Der EU-Parlamentspräsident Martin Schulz (links) begrüßte 2012 die Künstler mit der Fahne in Brüssel.

Der EU-Parlamentspräsident Martin Schulz (links) begrüßte 2012 die Künstler mit der Fahne in Brüssel.

Foto:

privat

Burscheid -

Seit Jahren reisen die Künstler Gregor Merten und Carmen Dietrich mit ihrer Skulptur „Engel der Kulturen“ durch Deutschland und Europa. Doch was sie Anfang November auf einer Demonstration gegen Pegida in Dresden erlebt haben, hat ihnen beinahe die Sprache verschlagen.

Erstmals hatte die Polizei laut Merten das Paar wegen ihrer Fahne gestoppt: „Als wir uns nach der Versammlung der Anti-Pegida-Demonstration auf dem Postplatz mit den Demonstranten Richtung Neustadt bewegten, wurden wir auf der Elbbrücke von fünf Polizeibeamten aus dem Zug geholt und umstellt“, berichtet Merten.

Größe der Flagge moniert

Die Beamten hätten die Größe der mitgeführten Flagge mit dem Symbol der Engel der Kulturen auf der Karte von Europa moniert. Die Skulptur steht für ein länderübergreifendes und respektvolles Miteinander der verschiedenen Kulturen und Religionen.

„Noch nie hat man auf einer Demonstration die Größe unserer Fahne kritisiert“, ärgert sich der Künstler. Sie habe das Paar schon bei vielen Protestaktionen begleitet. „Wir halten es außerdem für einen sehr merkwürdigen Zufall, dass am 30. Oktober, zwei Tage vor unserem Eintreffen in Dresden, eine Richtlinie in Kraft trat, nach der die Größe von Flaggen bei Versammlungen begrenzt wurde“, heißt es in einem offenen Brief der Burscheider an den sächsischen Landtag.

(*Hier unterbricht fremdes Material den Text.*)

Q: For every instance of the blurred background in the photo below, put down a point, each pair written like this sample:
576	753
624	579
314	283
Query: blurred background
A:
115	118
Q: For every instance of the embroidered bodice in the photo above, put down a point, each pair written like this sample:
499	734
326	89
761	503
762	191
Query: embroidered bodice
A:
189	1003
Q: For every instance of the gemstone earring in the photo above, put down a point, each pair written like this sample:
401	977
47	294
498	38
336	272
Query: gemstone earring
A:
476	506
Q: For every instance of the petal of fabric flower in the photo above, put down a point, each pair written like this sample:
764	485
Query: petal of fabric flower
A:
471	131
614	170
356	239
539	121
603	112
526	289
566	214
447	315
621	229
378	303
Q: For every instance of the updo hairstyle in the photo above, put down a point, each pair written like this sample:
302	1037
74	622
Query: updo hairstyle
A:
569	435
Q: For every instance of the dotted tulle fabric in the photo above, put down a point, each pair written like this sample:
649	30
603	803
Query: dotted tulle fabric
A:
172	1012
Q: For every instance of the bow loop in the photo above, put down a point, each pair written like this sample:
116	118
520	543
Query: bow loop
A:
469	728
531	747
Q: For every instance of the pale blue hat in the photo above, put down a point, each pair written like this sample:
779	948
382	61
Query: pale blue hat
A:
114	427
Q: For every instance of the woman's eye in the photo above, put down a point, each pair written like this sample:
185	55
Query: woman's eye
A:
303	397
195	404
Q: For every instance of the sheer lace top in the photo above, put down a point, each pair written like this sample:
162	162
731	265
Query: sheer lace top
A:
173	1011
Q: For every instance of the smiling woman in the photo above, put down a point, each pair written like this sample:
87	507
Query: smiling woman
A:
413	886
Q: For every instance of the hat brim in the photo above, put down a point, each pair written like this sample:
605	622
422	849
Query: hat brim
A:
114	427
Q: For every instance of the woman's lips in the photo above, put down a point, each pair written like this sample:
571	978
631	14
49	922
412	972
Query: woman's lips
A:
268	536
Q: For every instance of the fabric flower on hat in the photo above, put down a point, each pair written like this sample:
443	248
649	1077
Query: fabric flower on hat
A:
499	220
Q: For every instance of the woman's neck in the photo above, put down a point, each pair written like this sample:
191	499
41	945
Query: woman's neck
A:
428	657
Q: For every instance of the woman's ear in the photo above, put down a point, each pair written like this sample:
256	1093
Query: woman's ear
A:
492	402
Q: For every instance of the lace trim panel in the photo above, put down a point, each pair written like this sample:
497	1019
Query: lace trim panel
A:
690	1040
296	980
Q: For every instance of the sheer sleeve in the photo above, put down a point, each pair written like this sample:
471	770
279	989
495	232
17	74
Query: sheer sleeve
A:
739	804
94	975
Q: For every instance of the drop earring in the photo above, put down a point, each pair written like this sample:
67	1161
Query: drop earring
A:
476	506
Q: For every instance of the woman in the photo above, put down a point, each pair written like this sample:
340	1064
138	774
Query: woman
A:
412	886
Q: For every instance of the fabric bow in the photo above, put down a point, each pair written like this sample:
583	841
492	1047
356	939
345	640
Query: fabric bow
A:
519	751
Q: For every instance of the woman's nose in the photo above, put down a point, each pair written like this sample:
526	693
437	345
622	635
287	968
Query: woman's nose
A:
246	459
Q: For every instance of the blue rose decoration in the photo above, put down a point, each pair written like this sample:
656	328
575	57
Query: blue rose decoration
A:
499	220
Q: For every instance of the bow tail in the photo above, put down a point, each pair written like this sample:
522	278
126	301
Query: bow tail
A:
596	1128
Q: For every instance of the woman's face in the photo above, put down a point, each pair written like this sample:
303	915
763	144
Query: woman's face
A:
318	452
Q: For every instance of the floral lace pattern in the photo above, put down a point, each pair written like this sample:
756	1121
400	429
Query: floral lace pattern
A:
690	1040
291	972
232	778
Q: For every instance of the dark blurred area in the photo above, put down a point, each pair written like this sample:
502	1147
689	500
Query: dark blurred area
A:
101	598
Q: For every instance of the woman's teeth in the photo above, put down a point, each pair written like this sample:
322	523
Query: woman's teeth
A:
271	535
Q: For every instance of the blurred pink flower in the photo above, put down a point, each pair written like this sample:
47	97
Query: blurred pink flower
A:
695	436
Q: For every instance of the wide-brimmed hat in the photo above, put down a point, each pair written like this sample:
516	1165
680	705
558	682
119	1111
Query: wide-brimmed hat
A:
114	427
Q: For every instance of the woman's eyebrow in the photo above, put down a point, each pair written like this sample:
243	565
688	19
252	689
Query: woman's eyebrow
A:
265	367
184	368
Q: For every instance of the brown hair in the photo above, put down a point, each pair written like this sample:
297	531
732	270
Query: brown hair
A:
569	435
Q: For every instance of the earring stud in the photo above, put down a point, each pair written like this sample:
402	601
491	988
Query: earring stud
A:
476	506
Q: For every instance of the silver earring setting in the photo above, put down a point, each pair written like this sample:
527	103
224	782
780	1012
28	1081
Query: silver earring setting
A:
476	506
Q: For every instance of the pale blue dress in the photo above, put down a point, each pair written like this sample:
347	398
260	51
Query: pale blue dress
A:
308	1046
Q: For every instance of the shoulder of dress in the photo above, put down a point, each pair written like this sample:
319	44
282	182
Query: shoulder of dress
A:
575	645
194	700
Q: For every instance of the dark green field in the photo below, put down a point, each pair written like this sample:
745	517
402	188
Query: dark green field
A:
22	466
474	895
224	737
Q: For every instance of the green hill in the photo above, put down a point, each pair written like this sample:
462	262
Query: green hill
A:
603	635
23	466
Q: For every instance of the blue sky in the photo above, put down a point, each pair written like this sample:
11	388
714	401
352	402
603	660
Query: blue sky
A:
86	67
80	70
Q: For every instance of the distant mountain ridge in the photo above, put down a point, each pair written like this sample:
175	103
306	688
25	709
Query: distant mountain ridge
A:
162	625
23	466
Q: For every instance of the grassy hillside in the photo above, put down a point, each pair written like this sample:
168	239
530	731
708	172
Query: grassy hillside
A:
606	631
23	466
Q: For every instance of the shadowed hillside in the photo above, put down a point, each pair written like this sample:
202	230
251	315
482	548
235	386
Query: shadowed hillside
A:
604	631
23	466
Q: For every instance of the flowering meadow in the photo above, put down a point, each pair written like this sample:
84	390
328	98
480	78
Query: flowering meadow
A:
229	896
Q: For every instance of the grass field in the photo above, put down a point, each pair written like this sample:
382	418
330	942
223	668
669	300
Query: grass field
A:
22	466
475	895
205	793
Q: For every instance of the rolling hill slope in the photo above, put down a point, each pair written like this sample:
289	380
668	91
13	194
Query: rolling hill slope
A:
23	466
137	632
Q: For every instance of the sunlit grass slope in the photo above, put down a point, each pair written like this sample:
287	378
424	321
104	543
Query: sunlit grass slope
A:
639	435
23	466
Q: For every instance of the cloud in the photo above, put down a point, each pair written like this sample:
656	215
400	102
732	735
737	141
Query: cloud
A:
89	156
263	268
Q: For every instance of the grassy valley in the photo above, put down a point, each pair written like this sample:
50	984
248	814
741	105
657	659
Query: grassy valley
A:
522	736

Eine Reaktion hat es vonseiten der Politik bis jetzt nicht gegeben. Welche juristischen Konsequenzen das Ganze haben wird, kann Merten noch nicht sagen: „Stand der Dinge ist, dass wir durch Kölner Anwälte Akteneinsicht gefordert haben.“

Polemische Kommentare

Der Künstler steht immer noch unter dem Eindruck der Pegida-Versammlung: „Beim Anblick der Demonstration gefriert einem das Blut in den Adern.“ Aber nicht nur die offensichtlichen Anhänger der fremdenfeindlichen Bewegung hätten die Friedensbewegten sprachlich angegriffen. Auch von Teilen der Bevölkerung im Stadtgebiet habe es polemische Kommentare gegeben: „Es gab Beschimpfungen, dass solche Wahnsinnigen wie wir ihnen die Flüchtlinge gebracht hätten“, sagt der Burscheider. Oder es habe Sprüche wie „Die Schwarzen sollen in Afrika bleiben“ gegeben.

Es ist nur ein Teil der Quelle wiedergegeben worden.